The children first ate a diet that provided net or metabolizable energy (i.e., food energy minus fecal energy, measured by bomb calorimetry) equivalent to 90 ±3 kcal/kg/d, which had been shown to be the requirement of similar children living at INCAP's Clinical Center (VITERI et al., 1981; TORUN and VITERI, 1981b). The energy content of the diet was then reduced twice at 40-day intervals. During these experimental periods the children ate the equivalent of 82 ±4 and 71 ±4 metabolizable kcal/kg/d. The lower of those levels of intake is often found in dietary surveys among low-income preschool children in Guatemala.

The children were encouraged, but not forced, to participate in active play several times each day. Their energy expenditure was calculated every 20 days from individual calibrations of heart rate to oxygen consumption relationship and heart rate monitoring during the day, and from their basal metabolic rates at night.

Table 2 shows that the reduction in energy intake from 90 to 82 kcal/kg/d was accompanied by a decrease in total daily energy expenditure (p < 0.025) without affecting weight gain. An additional reduction of intake to 71 kcal/kg/d did not significantly affect expenditure, but weight gain was markedly reduced (p < 0.01). Growth in height was not affected.

Table 2. Total energy expenditure, energy balance and weight gain of 5 children with successive reduction in energy intake (mean ±standard deviation) a


Net dietary energy (kcal/kg/d) b




Energy expenditure (kcal/kg/d)

89 ±9 *

76 ±8

72 ±6

Weight gain (g/kg/d)

0.9 ±0.4

0.9 ±0.3

0.05 ±0.3 **

Energy balance

-3 ±6

6 ±10

-2 ±6

a Energy expenditure calculated from heart rate and the corresponding heart rate to energy expenditure relationship during the day, and from BMR at night. Energy balance calculated from gross energy intake (bomb calorimetry) - fecal energy (bomb calorimetry) - estimated urine and sweat energy - energy expenditure.

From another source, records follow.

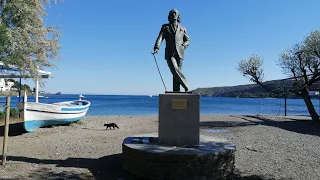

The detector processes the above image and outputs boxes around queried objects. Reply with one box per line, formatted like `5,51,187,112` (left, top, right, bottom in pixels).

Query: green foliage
0,0,60,83
7,79,32,92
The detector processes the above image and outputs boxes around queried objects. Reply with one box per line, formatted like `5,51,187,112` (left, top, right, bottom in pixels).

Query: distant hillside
193,80,302,98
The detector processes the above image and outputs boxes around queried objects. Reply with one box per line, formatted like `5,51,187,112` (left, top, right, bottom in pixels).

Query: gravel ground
0,115,320,180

b Net dietary energy = dietary - fecal energy, measured by bomb calorimetry.

Differs from the two other levels of intake: * p < 0.025; ** p < 0.01.

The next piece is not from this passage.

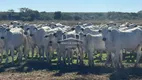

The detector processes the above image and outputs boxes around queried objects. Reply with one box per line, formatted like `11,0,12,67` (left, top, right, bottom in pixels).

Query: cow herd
0,21,142,68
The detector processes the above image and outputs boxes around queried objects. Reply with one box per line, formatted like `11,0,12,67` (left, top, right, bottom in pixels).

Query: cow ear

Source: TORUN and VITERI, 1981a.

Energy balance was calculated from gross dietary energy (bomb calorimetry), minus fecal energy (bomb calorimetry), minus urinary energy (estimated at 5 kcal/g urinary nitrogen), minus sweet losses (estimated at 0.1 kcal/kg/d, based on 8 kcal/g sweat nitrogen), minus total energy expenditure. Table 2 shows that, on the average, the children were near equilibrium and there were no differences in the mean energy balances with the different levels of dietary energy intake. Since BMR did not change throughout the study, energy balance was maintained through a reduction of energy expenditure in activity after the first dietary modification, and mostly through weight loss or a decrease in weight gain after the second dietary energy reduction.